Menjelang Muktamar NU pertama, jamiyah ini belum memiliki lambang. Kiai Wahab meminta kepada Kiai Ridlwan Abdulah untuk membuatnya. Kiai sepuh dari Surabaya ini dikenal jago melukis dan menulis kaligrafi Arab. Setelah shalat istikharah, kiai Ridlwan berhasil membuat gambar bumi sesuai mimpinya. Gambar ini di setujui oleh Kiai Hasyim Asyari. Beliau meminta agar gambar ini disowankan dulu kepada Kiai Nawawi. Kiai Sidogiri ini juga menyetujui dan menambahkan gambar tali yang mengikat bumi. Beliau dawuh Selama gambar tali itu masih melingkari bumi maka NU tidak akan pernah sirna. Tali yang melingkari bumi ini berjumlah 99 lilitan sesuai dengan asmaul husna. Pada saat pelaksanaan Muktamar, wakil dari pemerintah Belanda menanyakan arti lambang NU tersebut. Spontan Kiai Ridlwan Abdullah menjelaskannya meski tanpa persiapan. Pertolongan Allah datang kepada hamba-Nya yang ikhlas.
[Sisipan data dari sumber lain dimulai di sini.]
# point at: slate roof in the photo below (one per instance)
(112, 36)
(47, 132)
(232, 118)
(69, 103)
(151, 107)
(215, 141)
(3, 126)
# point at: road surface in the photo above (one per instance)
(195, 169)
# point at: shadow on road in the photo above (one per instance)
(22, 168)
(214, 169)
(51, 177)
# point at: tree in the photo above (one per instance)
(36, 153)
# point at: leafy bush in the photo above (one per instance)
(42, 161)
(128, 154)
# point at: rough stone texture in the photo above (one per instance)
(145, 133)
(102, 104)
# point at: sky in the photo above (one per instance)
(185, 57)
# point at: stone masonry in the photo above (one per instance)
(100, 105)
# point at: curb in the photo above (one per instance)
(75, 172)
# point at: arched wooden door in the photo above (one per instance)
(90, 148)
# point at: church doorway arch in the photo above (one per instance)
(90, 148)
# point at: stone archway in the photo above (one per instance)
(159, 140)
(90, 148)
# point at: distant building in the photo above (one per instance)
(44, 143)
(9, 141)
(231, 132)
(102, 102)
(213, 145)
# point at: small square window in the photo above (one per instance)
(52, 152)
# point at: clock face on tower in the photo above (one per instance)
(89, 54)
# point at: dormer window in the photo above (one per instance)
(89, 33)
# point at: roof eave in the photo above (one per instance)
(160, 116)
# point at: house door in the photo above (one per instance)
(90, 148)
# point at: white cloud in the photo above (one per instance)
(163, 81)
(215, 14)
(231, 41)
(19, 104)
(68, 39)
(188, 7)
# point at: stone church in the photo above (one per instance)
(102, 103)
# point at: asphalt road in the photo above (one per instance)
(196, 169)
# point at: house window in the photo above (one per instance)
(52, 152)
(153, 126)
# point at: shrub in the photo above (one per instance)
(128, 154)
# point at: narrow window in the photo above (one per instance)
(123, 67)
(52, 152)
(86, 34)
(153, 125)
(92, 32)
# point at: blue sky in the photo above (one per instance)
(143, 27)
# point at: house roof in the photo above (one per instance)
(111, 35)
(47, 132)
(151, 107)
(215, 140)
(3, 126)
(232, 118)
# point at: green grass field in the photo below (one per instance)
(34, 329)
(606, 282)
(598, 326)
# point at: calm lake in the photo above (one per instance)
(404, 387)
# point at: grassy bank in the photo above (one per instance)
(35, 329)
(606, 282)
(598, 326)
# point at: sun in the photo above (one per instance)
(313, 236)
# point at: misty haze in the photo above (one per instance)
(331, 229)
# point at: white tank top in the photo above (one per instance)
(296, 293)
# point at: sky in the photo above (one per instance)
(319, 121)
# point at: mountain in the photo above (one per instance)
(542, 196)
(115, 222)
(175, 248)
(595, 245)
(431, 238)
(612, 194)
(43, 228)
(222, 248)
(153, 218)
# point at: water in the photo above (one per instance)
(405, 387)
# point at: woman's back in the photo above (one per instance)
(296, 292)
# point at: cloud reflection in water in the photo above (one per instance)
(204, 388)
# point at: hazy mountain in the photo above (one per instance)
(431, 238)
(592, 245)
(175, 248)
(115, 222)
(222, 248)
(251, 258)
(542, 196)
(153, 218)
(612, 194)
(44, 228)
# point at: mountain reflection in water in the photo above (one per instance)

Di era awal, tiap tahun NU menggelar Muktamar. Hal ini wajar karena jumlah cabang belum banyak. Cabang NU pertama adalah Blora Jawa Tengah. Rais Akbar NU adalah Hadratusyaikh Hasyim Asyari. Sedangkan ketua Tanfidziyah pertama adalah Hasan Gipo. Saudagar keturunan Arab ini dikenal tangkas dan pemberani. Suatu hari ia menantang Muso untuk membuktikan bahwa tuhan itu ada. Keduanya duduk di rel untuk menunggu kereta lewat. Setelah kereta mendekat, spontan Muso lari terbirit-birit. Gembong komunis itu ternyata takut mati.

Akhirnya, selamat memperingati harlah NU. Semoga warga NU semakin berkualitas.